Oncologista da Onco Hematos fala sobre Câncer de Próstata

Canal Viva Bem

O oncologista clínico da Onco Hematos, Dr. Thiago Menezes, concedeu entrevista na manhã desta sexta-feira, 21, para a rádio 103 FM, no programa Primeira Mão, com André Barros. O tema da entrevista foi o Câncer de Próstata que é um dos tipos de câncer de maior incidência nos homens. 

Segundo o oncologista, o câncer de próstata é o mais comum nos homens tirando o câncer de pele, que ainda é o maior tipo de câncer do mundo. “Com relação às estatísticas existem mais de um milhão de casos de câncer de próstata por ano no mundo e no Brasil mais de 60 mil casos por ano, isso no período de 2016/2017”, disse Dr. Thiago.

Um dos principais problemas relacionados ao tema ainda é o receio que os homens têm do exame da próstata. “Tem estudo que mostram que pessoas com 80 anos que faleceram, foram feitos estudos e 80% dessas pessoas tinham câncer de próstata mas não morreram de câncer de próstata. O que eu quero chamar atenção com esse estudo é que é uma doença muito prevalente nos homens e que vem com a idade”, explicou.

De acordo com o oncologista, o PSA, conhecido por Antígeno Prostático Específico, pode ser avaliado através de um exame de sangue simples feito em laboratório e que serve para diagnosticar alterações na próstata como prostatite, hipertrofia benigna da próstata ou câncer de próstata, por exemplo. “Mesmo com o exame PSA ainda existe muita resistência dos homens para realizar a consulta médica, ao contrário das mulheres que desde cedo, principalmente a partir do momento que começam a ter uma vida sexual ativa, procuram o profissional ginecologista para saber como está a saúde”.

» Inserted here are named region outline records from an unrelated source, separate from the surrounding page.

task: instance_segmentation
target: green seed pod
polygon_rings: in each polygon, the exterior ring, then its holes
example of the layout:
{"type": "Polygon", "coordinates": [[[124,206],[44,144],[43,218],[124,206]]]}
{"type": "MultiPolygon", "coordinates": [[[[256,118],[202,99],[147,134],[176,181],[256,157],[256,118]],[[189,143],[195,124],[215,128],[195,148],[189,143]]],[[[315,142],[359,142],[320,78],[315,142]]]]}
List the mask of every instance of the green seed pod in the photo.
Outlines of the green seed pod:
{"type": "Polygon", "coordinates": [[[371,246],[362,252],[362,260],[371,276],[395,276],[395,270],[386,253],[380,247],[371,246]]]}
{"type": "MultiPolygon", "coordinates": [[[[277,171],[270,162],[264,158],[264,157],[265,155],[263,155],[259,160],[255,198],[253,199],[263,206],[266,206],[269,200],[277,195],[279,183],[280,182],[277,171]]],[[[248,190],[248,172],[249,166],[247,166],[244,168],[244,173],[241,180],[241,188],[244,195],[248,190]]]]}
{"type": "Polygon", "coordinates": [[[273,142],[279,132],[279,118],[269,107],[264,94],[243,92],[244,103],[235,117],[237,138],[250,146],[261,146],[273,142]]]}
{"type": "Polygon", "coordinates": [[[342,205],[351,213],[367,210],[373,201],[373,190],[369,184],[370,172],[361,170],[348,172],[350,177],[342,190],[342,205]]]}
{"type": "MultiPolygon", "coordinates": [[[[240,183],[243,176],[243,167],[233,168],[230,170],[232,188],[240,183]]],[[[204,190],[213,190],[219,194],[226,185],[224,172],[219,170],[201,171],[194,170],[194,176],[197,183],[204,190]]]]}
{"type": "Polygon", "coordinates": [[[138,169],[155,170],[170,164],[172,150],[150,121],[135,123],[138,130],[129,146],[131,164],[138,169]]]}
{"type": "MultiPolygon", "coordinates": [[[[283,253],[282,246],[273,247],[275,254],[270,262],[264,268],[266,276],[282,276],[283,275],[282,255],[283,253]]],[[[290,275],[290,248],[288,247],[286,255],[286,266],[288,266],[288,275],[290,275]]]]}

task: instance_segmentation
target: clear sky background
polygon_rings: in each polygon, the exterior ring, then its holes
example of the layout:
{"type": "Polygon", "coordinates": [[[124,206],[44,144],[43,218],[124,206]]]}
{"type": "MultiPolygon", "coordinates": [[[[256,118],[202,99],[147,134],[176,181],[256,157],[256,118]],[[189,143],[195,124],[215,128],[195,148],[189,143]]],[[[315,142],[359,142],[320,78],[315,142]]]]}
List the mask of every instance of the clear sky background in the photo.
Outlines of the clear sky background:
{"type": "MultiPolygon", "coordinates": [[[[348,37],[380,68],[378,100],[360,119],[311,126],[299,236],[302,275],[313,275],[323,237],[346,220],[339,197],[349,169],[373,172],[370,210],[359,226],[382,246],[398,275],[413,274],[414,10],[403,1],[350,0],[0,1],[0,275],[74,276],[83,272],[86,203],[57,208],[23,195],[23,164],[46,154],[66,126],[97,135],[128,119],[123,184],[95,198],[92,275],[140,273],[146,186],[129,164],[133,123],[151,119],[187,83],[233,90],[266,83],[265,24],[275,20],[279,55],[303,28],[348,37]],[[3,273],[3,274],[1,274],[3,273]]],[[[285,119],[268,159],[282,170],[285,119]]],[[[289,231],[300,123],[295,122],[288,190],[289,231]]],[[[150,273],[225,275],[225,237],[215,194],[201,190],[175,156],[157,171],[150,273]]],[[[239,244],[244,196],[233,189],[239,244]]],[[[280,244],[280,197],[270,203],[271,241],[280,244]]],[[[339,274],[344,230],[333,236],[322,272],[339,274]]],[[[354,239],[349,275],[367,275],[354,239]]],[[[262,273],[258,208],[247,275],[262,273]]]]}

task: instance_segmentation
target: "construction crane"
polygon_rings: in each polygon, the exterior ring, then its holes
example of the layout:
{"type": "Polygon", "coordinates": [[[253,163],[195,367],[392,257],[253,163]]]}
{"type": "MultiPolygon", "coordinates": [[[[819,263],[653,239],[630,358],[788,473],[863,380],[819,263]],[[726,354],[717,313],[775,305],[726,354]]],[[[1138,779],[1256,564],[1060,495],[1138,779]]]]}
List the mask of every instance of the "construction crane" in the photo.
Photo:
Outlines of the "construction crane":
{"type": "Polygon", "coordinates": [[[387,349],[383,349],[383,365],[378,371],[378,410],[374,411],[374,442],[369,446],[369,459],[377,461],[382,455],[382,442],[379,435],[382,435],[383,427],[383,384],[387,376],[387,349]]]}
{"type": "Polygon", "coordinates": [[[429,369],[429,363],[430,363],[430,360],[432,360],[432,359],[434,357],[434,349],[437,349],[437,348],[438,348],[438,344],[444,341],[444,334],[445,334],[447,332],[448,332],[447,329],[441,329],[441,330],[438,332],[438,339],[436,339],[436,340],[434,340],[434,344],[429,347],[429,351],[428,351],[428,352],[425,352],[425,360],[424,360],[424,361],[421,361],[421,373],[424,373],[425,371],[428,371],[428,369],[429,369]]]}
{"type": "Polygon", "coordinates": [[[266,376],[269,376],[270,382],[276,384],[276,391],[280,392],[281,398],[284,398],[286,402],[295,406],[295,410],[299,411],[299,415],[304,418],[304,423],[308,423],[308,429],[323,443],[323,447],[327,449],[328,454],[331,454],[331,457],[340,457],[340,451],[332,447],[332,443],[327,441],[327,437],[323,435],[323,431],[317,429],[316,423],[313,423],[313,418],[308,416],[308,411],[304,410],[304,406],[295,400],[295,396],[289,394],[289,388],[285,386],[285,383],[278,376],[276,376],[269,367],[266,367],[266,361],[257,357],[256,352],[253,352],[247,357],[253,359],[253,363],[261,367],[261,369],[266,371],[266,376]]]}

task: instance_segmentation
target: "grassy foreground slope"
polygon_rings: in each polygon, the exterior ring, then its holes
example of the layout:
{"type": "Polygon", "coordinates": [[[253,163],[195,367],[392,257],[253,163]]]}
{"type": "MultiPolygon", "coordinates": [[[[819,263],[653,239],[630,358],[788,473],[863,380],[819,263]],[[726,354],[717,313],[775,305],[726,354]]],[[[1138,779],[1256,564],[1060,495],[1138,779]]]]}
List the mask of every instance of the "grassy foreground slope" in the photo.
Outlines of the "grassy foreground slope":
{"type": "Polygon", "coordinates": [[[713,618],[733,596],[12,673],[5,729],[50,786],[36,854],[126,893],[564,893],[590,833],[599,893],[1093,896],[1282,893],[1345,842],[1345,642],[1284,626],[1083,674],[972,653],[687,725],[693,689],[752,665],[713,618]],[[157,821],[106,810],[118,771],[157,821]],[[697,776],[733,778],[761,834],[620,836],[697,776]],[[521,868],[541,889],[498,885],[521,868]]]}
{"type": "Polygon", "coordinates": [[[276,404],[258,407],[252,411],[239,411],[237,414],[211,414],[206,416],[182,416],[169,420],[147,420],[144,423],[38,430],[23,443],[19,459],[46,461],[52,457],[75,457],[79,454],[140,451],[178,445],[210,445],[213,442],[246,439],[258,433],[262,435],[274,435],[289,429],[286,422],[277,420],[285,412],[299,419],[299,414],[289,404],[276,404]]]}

Dr. Thiago ainda afirmou que o PSA veio para auxiliar a diagnosticar a doença nas pessoas assintomáticas, ou seja, aquelas que ainda não tem sintomas da doença. “O câncer de próstata normalmente é uma doença indolente, e como o paciente não sente dor, o teste do PSA agregado com o toque retal no exame clínico ainda é a melhor forma de diagnosticar a doença, e é indicado a partir dos 50 anos de idade. É importante destacar que a elevação dos índices de PSA no sangue não significa diagnóstico de câncer, pois com o envelhecimento a próstata tende a crescer e isso aumenta o índice de produção de PSA e, às vezes, não é câncer, pode ser uma doença benigna da próstata ou alguma infecção ou inflamação”, afirmou.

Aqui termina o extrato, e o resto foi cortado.